Blog de neil :Les sons CosmoChroniques, Violens : Amoral



Un album a particulièrement marqué ma mémoire en 2006 revenant depuis régulièrement dans mes oreilles : The Dividing Island par les trop méconnus Lansing-Dreiden, un groupe sortant du lot qui aurait eu sa place ici, mais ce blog – collant à l'actualité du moment – n'existait pas encore cette année là. 

A la première écoute d'Amoral, on a l'impression de retrouver les Lansing-Dreiden reprenant les affaires là où ils les avaient laissés… et pour cause, leur leader Jorge Elbrecht installé à New York fonde Violens en 2007 après la séparation du groupe.

 

Violens fait partie de ces formations "rétro-avantgardistes" jouant avec les genres et les influences pour mieux s’en affranchir. Le rendu sonore très étonnant peut laisser perplexe au premier abord… nos oreilles sont peu habituées à des contradictions opérant de telles manières. Violens s'appuie sur un héritage affectif d'indie pop anglaise (plutôt du nord) 80-90's avec un son très "propret" tout en y injectant des expérimentations bruitistes pour le coup très US. 
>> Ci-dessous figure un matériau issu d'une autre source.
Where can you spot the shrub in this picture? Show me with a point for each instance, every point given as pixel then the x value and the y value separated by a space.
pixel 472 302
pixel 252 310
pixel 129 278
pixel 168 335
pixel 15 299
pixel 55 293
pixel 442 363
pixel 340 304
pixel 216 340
Si – pour situer – on tient absolument au jeu des références, on peut déceler des touches de claviers estampillés Prefab Sprout, quelques élans de guitare "smithienne", de la pop bien peignée des Pale Fountains quelques singles mélancolico-héroïques de New Order… bref, une scène rétro qui inspire actuellement beaucoup d'artistes avec plus ou moins de réussite. Là où Violens étonne, c'est de mêler ces influences au bric-à-brac bruitiste et iconoclaste des indies américains d'aujourd'hui, dans la droite lignée d'Animal Collective.

 

Rare sont les groupes qui peuvent revendiquer le statut de "laboratoire", celui d'Amoral expérimente le goût assumé de sonorités plutôt mainstream (toujours des 80's 90's) venant s'entrechoquer avec des constructions "foutraques" très actuelles. Une approche bien improbable qui ici fonctionne à merveille, en juste équilibre, sans tomber dans le ridicule ou le kitch. Un dosage montrant à quel point Violens maîtrise la culture de ses aînés en s'inscrivant dans le présent pour extraire une œuvre novatrice et imprévisible où la logique alternant couplet / refrain se voit régulièrement bousculée par des chansons hétéroclites portées par la voix unificatrice de Jorge Elbrecht.

 

Même si l'apparence est lisse, Violens est loin de l'image "mou du genou" qui pourrait lui coller… les premiers titres contrdisent cette idée, ici tout est enjoué, avec cette volonté de production très propre relevant ainsi la fraîcheur mélodique des compositions, prenant place dans une structure sans stratégie apparente… privilégiant finalement le chaos avec un emballage bien sage. Un superbe contre-pied menant forcément au malaise les extrémistes de l'indie et contrariant les nostalgiques voulant retrouver leurs repères. 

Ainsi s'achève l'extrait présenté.